Cezary Krysztopa: Nie jest to społeczeństwo obywatelskie, które chciał zbudować Adam Michnik
Gościem Telewizji Republika był Cezary Krysztopa. W programie wypowiedział się na temat dzisiejszych obchodów Narodowego Dnia Pamięci ,,Żołnierzy Wyklętych".
Dziennikarz: Czy ci ludzie skazani odzyskali swoje miejsce w historii?
Nie użyłbym trybu dokonanego. Jest przed nami jeszcze wiele pracy. (...) Ta rewolucja, która się dokonała, która jest odrzuceniem dziedzictwa postkomunizmu i tych z Solidarności, którzy się niestety dogadali. Ważne jest, że ta inicjatywa nie odbyła się odgórnie, ale oddolnie (...) Młodzież odgrzebała te mity, stróżowała przy ich grobach. Dzięki wysiłkowi obywateli, którzy mieli niewielkie wsparcie w instytucjach. (..) Jest to ostatecznie odrzucenie postkomunizmu, który konstytuował III RP. To ma także szerszy aspekt. Jestem wyrazicielem takiej tezy, że w Polsce budują się szczerby społeczeństwa obywatelskiego. (...) Nie jest to społeczeństwo obywatelskie, które chciał zbudować Adam Michnik (...) Zbudowało się, ale w innym miejscu i w innym kształcie niż postulowała to ,,Gazeta Wyborcza''. Jest to bolesne dla tego środowiska, któremu wydawało się, że jest władne.
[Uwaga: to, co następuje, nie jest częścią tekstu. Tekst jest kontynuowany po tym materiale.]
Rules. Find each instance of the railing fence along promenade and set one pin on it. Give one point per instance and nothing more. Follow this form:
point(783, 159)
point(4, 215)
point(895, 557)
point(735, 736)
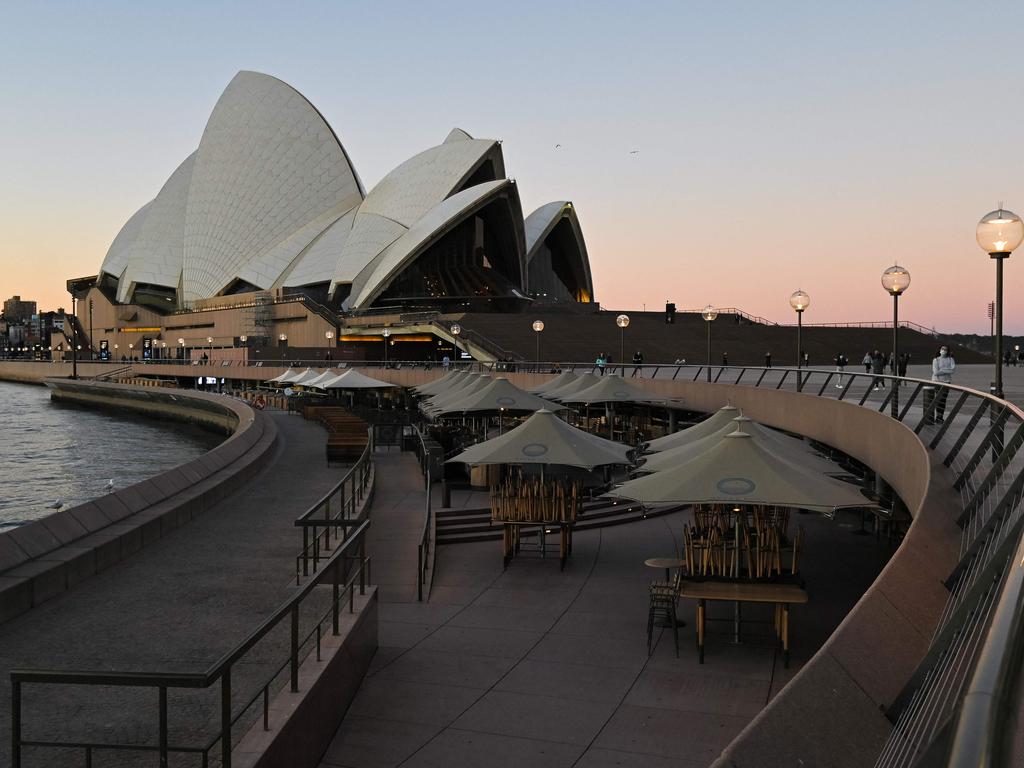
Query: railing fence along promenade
point(337, 570)
point(336, 510)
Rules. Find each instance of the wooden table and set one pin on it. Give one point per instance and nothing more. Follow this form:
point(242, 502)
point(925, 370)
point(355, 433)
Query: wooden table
point(756, 592)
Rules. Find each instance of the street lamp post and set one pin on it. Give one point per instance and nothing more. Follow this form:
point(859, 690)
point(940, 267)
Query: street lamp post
point(74, 330)
point(709, 313)
point(538, 327)
point(455, 330)
point(998, 233)
point(800, 301)
point(623, 321)
point(895, 280)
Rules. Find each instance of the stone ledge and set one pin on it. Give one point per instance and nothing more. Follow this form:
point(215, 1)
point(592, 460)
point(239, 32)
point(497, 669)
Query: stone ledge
point(43, 558)
point(302, 724)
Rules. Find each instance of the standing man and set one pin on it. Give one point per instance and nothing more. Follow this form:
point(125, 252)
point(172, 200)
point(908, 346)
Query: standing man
point(942, 371)
point(638, 364)
point(841, 368)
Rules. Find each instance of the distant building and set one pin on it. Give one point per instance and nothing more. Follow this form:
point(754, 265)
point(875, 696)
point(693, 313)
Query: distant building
point(15, 310)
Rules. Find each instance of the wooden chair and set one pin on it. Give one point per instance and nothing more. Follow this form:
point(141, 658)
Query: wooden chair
point(664, 597)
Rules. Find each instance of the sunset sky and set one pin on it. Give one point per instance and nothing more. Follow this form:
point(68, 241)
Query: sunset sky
point(779, 145)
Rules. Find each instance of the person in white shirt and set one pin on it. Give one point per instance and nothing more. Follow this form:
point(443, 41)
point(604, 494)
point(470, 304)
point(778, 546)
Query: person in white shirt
point(943, 367)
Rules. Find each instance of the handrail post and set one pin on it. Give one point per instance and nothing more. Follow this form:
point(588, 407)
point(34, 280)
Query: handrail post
point(163, 726)
point(15, 723)
point(295, 648)
point(225, 718)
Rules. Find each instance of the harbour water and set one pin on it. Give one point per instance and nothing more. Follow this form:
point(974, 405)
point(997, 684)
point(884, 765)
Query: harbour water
point(51, 452)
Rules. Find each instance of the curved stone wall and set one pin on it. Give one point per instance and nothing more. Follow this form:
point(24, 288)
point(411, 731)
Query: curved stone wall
point(48, 556)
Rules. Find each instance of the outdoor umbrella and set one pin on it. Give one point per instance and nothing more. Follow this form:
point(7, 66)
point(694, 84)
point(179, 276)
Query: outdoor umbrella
point(352, 379)
point(302, 379)
point(498, 396)
point(583, 381)
point(470, 383)
point(790, 449)
point(321, 380)
point(721, 418)
point(739, 470)
point(285, 378)
point(546, 439)
point(439, 385)
point(561, 380)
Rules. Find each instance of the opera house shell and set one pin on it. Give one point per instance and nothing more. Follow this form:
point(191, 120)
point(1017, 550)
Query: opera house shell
point(270, 201)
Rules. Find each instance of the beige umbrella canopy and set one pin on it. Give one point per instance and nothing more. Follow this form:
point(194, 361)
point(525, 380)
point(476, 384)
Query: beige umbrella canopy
point(439, 385)
point(500, 394)
point(583, 381)
point(566, 377)
point(470, 383)
point(544, 438)
point(286, 378)
point(721, 418)
point(613, 389)
point(304, 378)
point(790, 449)
point(739, 470)
point(352, 379)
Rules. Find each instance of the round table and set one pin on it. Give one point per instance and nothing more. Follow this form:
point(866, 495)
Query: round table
point(668, 563)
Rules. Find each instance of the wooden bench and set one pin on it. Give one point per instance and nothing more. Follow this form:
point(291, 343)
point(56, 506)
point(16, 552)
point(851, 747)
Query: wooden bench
point(782, 595)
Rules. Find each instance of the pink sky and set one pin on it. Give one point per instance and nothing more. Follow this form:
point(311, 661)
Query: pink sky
point(779, 146)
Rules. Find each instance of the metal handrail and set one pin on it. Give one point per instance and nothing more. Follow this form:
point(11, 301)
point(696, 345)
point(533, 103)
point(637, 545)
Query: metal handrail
point(219, 671)
point(357, 478)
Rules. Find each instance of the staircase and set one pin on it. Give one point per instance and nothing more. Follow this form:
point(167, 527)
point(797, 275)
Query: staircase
point(466, 525)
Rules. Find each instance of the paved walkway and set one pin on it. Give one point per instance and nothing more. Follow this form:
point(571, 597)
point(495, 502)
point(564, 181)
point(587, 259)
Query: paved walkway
point(175, 605)
point(535, 667)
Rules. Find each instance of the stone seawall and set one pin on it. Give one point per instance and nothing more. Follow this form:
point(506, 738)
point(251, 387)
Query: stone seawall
point(45, 557)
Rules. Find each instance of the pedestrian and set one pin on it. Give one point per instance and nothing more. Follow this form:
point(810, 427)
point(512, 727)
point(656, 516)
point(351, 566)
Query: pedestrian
point(943, 367)
point(841, 368)
point(879, 369)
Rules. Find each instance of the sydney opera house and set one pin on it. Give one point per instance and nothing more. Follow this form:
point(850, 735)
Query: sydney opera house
point(266, 231)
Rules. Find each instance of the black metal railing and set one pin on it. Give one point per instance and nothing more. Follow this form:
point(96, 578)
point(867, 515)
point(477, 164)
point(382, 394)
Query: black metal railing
point(338, 511)
point(343, 586)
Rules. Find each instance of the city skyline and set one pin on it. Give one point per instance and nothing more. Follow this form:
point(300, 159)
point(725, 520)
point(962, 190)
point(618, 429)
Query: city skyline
point(751, 138)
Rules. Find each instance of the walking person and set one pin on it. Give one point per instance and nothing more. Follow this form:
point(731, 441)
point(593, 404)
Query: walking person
point(840, 368)
point(943, 367)
point(879, 369)
point(638, 364)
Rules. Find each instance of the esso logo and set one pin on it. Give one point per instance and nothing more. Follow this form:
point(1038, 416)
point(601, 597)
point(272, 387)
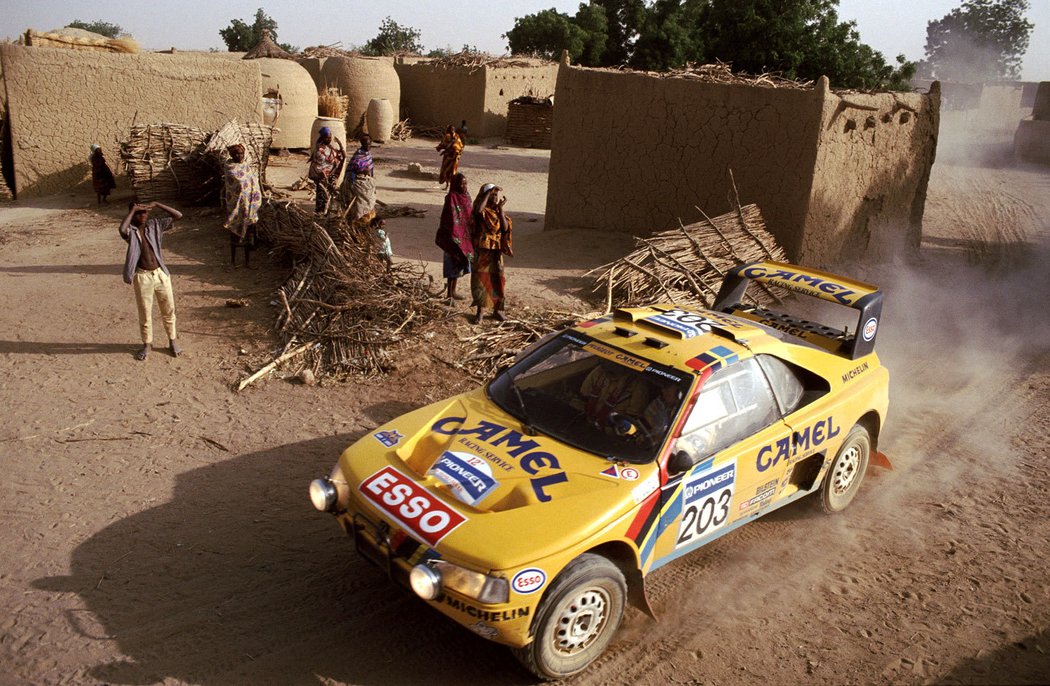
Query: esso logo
point(869, 328)
point(410, 505)
point(528, 581)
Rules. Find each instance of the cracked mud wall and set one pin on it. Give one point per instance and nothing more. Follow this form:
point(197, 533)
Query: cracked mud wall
point(62, 101)
point(875, 153)
point(504, 84)
point(634, 153)
point(438, 96)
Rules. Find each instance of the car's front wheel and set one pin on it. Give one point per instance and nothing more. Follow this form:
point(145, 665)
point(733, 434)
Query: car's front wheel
point(576, 618)
point(846, 472)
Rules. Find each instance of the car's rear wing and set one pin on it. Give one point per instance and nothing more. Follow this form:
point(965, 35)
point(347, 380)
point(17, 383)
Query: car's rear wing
point(863, 297)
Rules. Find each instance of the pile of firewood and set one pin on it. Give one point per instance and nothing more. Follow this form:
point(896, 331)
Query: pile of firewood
point(341, 312)
point(687, 265)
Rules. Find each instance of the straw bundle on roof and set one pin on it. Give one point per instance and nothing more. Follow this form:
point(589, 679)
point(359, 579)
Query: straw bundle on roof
point(267, 47)
point(79, 40)
point(687, 265)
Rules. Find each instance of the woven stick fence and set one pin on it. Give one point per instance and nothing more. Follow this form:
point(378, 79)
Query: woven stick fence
point(687, 265)
point(341, 312)
point(184, 163)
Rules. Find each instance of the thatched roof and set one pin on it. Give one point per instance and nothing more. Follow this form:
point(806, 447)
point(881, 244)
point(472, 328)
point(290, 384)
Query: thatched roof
point(267, 47)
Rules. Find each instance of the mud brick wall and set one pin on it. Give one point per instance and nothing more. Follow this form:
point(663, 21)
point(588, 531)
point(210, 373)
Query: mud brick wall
point(874, 159)
point(636, 153)
point(437, 96)
point(62, 101)
point(633, 152)
point(504, 84)
point(529, 124)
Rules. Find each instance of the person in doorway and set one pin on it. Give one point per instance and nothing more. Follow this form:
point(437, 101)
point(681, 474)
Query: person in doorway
point(454, 235)
point(145, 269)
point(384, 250)
point(326, 161)
point(450, 149)
point(491, 240)
point(102, 175)
point(243, 200)
point(358, 191)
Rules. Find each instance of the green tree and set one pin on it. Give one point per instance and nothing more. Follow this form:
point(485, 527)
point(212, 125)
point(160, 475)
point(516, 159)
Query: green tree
point(981, 40)
point(798, 39)
point(624, 20)
point(546, 34)
point(101, 27)
point(240, 37)
point(670, 36)
point(394, 39)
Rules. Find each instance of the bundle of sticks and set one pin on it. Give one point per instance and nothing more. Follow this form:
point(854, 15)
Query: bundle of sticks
point(722, 73)
point(401, 130)
point(341, 312)
point(474, 60)
point(686, 266)
point(163, 162)
point(494, 349)
point(185, 163)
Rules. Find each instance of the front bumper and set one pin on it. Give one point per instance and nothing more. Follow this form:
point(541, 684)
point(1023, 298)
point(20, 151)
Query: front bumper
point(392, 551)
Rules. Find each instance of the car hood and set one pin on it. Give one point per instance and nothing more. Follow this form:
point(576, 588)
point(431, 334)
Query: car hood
point(521, 497)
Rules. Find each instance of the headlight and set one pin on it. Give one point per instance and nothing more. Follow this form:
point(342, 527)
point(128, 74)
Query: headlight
point(322, 494)
point(474, 584)
point(425, 581)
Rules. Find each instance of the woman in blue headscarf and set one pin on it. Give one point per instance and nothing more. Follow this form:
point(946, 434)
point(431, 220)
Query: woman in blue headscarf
point(326, 162)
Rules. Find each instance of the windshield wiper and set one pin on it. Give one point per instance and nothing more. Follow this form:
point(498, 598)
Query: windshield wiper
point(527, 428)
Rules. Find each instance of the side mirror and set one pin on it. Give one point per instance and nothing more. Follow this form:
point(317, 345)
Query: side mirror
point(623, 425)
point(679, 462)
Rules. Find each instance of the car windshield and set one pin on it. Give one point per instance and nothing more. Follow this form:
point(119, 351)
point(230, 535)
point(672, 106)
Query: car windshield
point(594, 397)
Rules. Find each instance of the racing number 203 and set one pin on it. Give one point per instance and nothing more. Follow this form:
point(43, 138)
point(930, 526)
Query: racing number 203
point(706, 503)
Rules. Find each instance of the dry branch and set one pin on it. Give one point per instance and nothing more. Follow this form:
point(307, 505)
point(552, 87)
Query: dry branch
point(687, 265)
point(341, 312)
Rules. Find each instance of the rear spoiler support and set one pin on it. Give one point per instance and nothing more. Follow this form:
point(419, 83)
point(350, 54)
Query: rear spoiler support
point(863, 297)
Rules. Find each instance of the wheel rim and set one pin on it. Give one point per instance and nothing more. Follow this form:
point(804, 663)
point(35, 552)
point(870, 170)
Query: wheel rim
point(581, 621)
point(846, 470)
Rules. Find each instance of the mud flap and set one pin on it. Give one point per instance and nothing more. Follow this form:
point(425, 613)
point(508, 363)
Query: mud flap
point(636, 596)
point(880, 459)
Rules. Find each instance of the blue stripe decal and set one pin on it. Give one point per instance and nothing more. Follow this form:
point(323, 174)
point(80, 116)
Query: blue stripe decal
point(726, 529)
point(672, 508)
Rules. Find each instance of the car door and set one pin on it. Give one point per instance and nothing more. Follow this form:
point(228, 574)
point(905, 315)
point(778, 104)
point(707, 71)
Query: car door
point(729, 431)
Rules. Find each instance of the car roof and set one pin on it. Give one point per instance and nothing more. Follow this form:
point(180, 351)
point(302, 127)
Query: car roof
point(683, 337)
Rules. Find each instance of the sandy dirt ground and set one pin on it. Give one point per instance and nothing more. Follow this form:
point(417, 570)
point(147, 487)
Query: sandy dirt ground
point(155, 526)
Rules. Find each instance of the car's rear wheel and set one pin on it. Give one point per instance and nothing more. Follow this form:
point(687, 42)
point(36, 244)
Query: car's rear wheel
point(576, 619)
point(846, 472)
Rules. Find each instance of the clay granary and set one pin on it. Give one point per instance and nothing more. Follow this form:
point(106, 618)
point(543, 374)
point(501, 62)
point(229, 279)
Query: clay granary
point(837, 174)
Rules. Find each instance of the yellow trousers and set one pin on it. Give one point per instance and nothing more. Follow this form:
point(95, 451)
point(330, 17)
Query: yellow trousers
point(148, 284)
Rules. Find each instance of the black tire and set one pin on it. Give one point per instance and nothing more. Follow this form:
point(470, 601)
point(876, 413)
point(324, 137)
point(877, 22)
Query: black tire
point(846, 472)
point(576, 619)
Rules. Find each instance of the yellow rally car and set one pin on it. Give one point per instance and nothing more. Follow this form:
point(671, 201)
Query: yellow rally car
point(531, 511)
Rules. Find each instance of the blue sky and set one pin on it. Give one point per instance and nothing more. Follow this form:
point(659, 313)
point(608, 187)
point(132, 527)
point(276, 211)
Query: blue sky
point(890, 26)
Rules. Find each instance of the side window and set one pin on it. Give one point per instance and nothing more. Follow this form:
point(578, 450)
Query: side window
point(785, 385)
point(793, 386)
point(734, 403)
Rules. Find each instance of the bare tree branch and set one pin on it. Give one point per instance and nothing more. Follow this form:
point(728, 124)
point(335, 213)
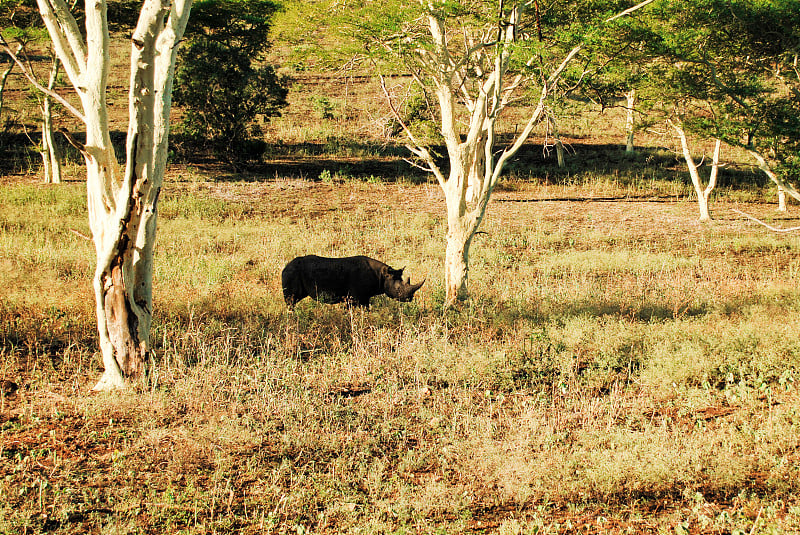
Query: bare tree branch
point(32, 79)
point(773, 229)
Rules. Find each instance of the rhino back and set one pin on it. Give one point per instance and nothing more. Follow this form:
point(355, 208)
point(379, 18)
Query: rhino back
point(354, 276)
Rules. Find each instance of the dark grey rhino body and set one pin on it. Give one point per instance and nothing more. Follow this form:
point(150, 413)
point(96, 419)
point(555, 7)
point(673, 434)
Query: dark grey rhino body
point(332, 280)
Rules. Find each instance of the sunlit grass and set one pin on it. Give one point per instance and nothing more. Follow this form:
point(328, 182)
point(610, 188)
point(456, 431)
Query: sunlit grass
point(605, 367)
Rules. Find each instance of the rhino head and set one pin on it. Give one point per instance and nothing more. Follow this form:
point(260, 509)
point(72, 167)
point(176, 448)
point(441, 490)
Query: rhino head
point(397, 287)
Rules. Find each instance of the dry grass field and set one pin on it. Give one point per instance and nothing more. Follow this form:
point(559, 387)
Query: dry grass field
point(620, 368)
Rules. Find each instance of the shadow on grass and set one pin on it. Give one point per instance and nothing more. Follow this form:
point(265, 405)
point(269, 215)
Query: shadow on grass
point(348, 158)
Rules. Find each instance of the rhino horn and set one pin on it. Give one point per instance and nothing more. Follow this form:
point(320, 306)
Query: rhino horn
point(415, 287)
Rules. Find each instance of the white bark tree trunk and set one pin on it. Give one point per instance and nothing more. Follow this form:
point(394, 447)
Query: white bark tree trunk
point(4, 78)
point(784, 187)
point(630, 99)
point(122, 204)
point(782, 200)
point(476, 79)
point(703, 193)
point(51, 157)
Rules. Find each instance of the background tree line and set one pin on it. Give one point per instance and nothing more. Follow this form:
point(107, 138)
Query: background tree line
point(724, 70)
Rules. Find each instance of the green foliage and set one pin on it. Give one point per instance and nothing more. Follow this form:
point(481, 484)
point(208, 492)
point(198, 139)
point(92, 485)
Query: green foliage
point(221, 83)
point(712, 65)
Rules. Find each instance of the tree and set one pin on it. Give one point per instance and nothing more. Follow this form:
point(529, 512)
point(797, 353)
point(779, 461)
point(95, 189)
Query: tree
point(474, 58)
point(727, 70)
point(122, 204)
point(221, 82)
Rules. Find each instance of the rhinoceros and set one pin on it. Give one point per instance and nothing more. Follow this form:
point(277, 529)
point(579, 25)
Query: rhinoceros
point(354, 279)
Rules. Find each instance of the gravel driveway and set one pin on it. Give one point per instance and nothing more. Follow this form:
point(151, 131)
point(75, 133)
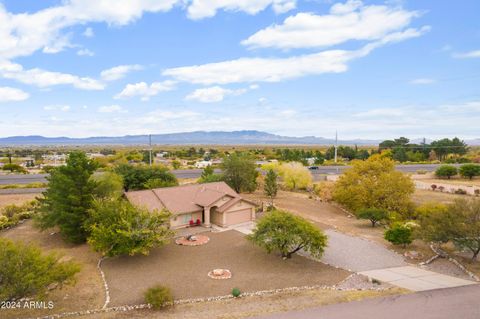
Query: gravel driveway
point(356, 254)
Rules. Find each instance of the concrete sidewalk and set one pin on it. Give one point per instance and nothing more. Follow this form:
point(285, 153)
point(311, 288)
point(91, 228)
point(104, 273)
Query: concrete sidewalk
point(416, 279)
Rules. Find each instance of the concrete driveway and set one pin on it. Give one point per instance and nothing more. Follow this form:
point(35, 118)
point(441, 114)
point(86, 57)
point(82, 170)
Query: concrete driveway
point(416, 279)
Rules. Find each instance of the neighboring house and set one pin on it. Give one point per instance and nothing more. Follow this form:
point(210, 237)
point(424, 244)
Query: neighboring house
point(209, 203)
point(203, 164)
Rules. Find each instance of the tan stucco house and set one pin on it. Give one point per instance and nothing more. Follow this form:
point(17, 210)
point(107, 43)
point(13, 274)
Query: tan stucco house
point(209, 203)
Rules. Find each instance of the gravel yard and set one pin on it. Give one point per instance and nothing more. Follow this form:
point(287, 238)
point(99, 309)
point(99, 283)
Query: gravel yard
point(184, 270)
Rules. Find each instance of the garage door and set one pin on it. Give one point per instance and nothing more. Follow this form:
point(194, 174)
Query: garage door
point(239, 216)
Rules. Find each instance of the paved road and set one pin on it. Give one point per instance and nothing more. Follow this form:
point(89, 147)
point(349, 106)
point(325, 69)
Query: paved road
point(461, 303)
point(357, 254)
point(195, 173)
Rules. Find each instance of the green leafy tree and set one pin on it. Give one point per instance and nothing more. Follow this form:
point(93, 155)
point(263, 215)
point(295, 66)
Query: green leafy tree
point(470, 170)
point(434, 220)
point(374, 215)
point(209, 176)
point(25, 271)
point(14, 168)
point(284, 232)
point(399, 234)
point(446, 171)
point(176, 164)
point(108, 185)
point(119, 228)
point(145, 177)
point(271, 186)
point(239, 172)
point(68, 198)
point(375, 183)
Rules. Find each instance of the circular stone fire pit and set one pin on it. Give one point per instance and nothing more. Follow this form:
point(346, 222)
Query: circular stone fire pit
point(220, 274)
point(192, 240)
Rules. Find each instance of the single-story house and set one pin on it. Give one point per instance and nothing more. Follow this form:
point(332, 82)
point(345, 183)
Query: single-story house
point(208, 203)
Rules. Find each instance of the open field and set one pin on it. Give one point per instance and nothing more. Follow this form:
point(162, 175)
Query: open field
point(184, 270)
point(247, 307)
point(88, 292)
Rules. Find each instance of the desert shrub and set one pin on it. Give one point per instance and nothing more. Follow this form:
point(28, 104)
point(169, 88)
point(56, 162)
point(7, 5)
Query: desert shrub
point(399, 234)
point(36, 273)
point(236, 292)
point(470, 170)
point(374, 215)
point(159, 297)
point(446, 171)
point(324, 190)
point(14, 168)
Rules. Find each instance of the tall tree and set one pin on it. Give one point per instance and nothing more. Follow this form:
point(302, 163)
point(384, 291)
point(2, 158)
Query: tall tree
point(374, 183)
point(240, 172)
point(68, 198)
point(286, 233)
point(119, 228)
point(271, 185)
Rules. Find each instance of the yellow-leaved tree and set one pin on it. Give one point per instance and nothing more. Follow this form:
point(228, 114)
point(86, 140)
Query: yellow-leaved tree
point(375, 183)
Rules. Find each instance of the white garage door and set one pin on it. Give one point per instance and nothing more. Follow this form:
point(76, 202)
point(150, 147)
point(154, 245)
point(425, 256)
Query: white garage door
point(239, 216)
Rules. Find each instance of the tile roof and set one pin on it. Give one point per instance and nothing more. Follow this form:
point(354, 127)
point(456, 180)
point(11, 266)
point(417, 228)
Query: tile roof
point(186, 198)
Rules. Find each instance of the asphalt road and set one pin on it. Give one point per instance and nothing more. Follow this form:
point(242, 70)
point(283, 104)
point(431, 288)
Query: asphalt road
point(195, 173)
point(461, 302)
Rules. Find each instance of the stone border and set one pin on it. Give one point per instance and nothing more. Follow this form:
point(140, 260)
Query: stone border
point(201, 240)
point(206, 299)
point(107, 290)
point(227, 274)
point(439, 253)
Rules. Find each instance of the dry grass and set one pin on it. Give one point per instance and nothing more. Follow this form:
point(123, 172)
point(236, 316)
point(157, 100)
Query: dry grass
point(88, 293)
point(423, 196)
point(247, 307)
point(16, 199)
point(184, 270)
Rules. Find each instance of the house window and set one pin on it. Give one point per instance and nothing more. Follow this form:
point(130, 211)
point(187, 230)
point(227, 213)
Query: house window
point(187, 218)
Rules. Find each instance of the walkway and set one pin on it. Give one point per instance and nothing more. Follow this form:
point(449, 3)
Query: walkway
point(357, 254)
point(416, 279)
point(436, 304)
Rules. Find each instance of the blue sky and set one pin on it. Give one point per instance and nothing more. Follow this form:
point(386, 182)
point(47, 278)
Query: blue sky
point(369, 69)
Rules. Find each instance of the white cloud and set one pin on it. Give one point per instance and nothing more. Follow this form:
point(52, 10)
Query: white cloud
point(422, 81)
point(42, 78)
point(345, 22)
point(24, 33)
point(63, 108)
point(119, 72)
point(199, 9)
point(212, 94)
point(9, 94)
point(111, 109)
point(145, 91)
point(85, 52)
point(278, 69)
point(467, 55)
point(88, 33)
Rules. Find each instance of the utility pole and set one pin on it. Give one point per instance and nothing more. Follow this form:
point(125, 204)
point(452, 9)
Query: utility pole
point(336, 146)
point(150, 150)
Podkreślił, że niestety trudno oczekiwać, że ten dzień stanie się świętem wszystkich Polaków. Jest bowiem wielu tych, którzy uznają dziedzictwo komunistyczne, którzy rodzinnie bądź też finansowo związani są z tamtą ideologią - Kluczowe jest to co powiedział Jaruzelski o Kuklińskim ,,Jeżeli on jest bohaterem, to kim my jesteśmy?'' (...) Oni się bronią nazywając żołnierzy wyklętych - żołnierzami przeklętymi, wyciągając jakieś jednostkowe przypadki, które są mniej lub lepiej udowodnione. Oni próbują spotwarzyć cały ruch niepodległościowy po 45. (...) Stety lub nie, to nigdy nie będzie święto wszystkich Polaków, bo część zawsze będzie spadkobiercami tych, którzy mordowali tych Polaków. (...)
Cezary Krysztopa podkreślił: - To przejście, kiedy my uznamy za bohaterów tych którzy walczyli z dwoma okupantami, a nie tych którzy stanęli po stronie komunistów będzie ostatecznym zakończeniem postkomunizmu.